Scenic USA - Nebraska
Toadstool Geologic Park
|Photos by Ben Prepelka
Scenic USA Artist Website
Representing Nebraska's badlands, Toadstool Geologic Park is tucked into the northwest corner of the state's panhandle. Named for its unique sandstone slabs resting on narrow pedestals, the park is one small part of a huge Oglala National Grassland. Here, among the park's odd-looking moonscape of highly eroded rock formations, visitors may discover well preserved fossils of extinct species that date back over 10,000 years.
Found about 15 miles from Crawford, the geologic park's one mile loop trail is the highlight of the area. Its fascinating geology and paleontology are described at the trailhead kiosk. Reached over a 12 mile gravel road, the remote park offers a picnic area and small campground, but there is no water available.
Requiring a small day-use fee, park guests are invited to explore the deeply eroded landscape, made up of sandstone, siltstone and clay. Among the toadstool formations, fossil remains of tortoises, rhinos, saber-tooth cats, three-toed horses and camels were once killed and buried by windblown volcanic ash about 12 million years ago. Alternating bands of colored rock represent different wet and dry seasons when the ash was deposited.
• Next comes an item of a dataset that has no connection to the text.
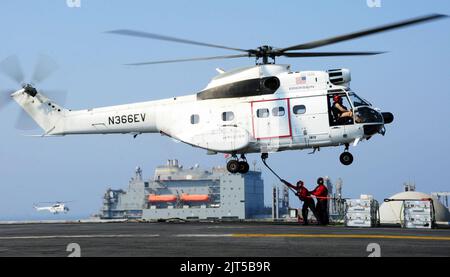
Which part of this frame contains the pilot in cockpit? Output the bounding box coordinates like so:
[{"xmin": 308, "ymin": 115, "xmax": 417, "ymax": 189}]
[{"xmin": 331, "ymin": 95, "xmax": 353, "ymax": 120}]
A reconstructed sod house near the parking area, built in 1984, represents the Pelren-Anderson home of 1930. Depicting a typical home on the treeless plain, sod strips were laid like bricks, usually measuring 12 inches wide and 4 inches thick. Offering shade in the summer and warmth in the winter, the replica sod house offers a look into the past for our future generations. Our imagination does little to translate the everyday struggles of century-old plains living.